La ciudadanía no permanece al margen del debate. Encuestas recientes aportan datos que complican la narrativa oficial: según el sondeo de AtlasIntel para Bloomberg News, levantado entre el 24 y 28 de abril de 2026 con una muestra de 2,948 personas, el 59% de los encuestados señala a la corrupción como el principal problema del país, por encima de la delincuencia y la inflación. La aprobación de Sheinbaum, que durante la mayor parte de su mandato se mantuvo por encima del 60%, cayó a poco más del 51%, su nivel históricamente más bajo. La percepción de impunidad —y no solo la oposición— alimenta ese descenso.
La corrupción en datos: México frente al mundo
El contexto internacional refuerza las alertas. El Índice de Percepción de la Corrupción 2025 de Transparencia Internacional ubicó a México en el lugar 141 de 182 países evaluados, con 27 puntos sobre 100, y en el último sitio entre los miembros de la OCDE. Transparencia Internacional señaló explícitamente que la corrupción ha facilitado la penetración del crimen organizado en la política de países como México.
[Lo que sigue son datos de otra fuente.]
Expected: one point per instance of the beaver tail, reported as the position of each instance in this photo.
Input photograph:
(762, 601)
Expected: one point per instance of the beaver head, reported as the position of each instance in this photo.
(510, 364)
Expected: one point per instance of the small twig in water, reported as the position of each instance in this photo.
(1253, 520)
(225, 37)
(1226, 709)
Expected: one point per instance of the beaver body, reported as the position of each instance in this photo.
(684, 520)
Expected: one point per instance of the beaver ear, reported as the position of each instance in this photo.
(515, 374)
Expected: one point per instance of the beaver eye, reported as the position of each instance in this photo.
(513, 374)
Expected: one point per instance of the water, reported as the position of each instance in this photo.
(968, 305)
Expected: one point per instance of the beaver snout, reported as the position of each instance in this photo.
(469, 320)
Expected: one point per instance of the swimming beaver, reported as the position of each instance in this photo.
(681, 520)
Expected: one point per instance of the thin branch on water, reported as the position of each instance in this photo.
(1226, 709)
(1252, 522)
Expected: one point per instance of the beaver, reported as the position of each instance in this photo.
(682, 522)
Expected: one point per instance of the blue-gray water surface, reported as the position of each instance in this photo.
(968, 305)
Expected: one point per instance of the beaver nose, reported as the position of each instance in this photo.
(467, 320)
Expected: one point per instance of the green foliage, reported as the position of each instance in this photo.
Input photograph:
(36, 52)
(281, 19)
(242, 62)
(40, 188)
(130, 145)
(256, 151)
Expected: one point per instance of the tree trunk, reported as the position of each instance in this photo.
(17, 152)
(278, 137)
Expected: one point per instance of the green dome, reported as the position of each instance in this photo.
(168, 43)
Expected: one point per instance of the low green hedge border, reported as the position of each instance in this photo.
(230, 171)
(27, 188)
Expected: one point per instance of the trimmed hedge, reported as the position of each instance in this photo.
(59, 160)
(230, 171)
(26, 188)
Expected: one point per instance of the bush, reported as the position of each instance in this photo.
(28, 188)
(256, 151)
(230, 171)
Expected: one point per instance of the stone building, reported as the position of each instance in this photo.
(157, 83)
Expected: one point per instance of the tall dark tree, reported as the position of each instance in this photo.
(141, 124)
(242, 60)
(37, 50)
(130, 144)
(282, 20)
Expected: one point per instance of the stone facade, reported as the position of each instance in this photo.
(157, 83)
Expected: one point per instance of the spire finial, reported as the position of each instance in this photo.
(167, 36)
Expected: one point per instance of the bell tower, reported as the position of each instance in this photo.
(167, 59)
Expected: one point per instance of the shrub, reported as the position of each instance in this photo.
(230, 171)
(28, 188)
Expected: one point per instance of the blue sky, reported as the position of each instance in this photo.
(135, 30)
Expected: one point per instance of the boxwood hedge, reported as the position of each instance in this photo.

El dato no proviene de la oposición: proviene de organismos independientes de alcance global.
Las voces en disputa
Desde la oposición, el PAN presentó una denuncia ante la Corte Penal Internacional contra el expresidente Andrés Manuel López Obrador por crímenes de lesa humanidad, acción calificada por Sheinbaum como un acto de «cobardía» de un «grupo minúsculo». El PRI, por su parte, protagonizó un episodio cargado de simbolismo al colocar lonas en el Congreso con la leyenda «Narcos del Bienestar», a lo que el coordinador parlamentario de Morena, Ricardo Monreal, respondió pidiendo «respeto para la presidenta». Movimiento Ciudadano cuestionó la efectividad de la reforma de integridad de candidaturas impulsada por Sheinbaum, aprobada apenas semanas después de que estallara el caso Rocha, y advirtió el riesgo de que sea utilizada políticamente.
El debate que abrió Sheinbaum con su declaración sobre la «desfachatez» no es solo retórico: toca el nervio central de la credibilidad de la Cuarta Transformación. Un movimiento que llegó al poder prometiendo erradicar la corrupción no puede sostener indefinidamente el argumento de que el problema es exclusivamente herencia del pasado, cuando ese pasado fue, en parte, incorporado a sus propias filas, cuando los índices internacionales de transparencia continúan en descenso y cuando la ciudadanía, más allá de las trincheras partidistas, percibe que la corrupción sigue siendo el principal obstáculo para el desarrollo del país. Señalar al adversario puede ser táctica política eficaz. Pero no es política anticorrupción.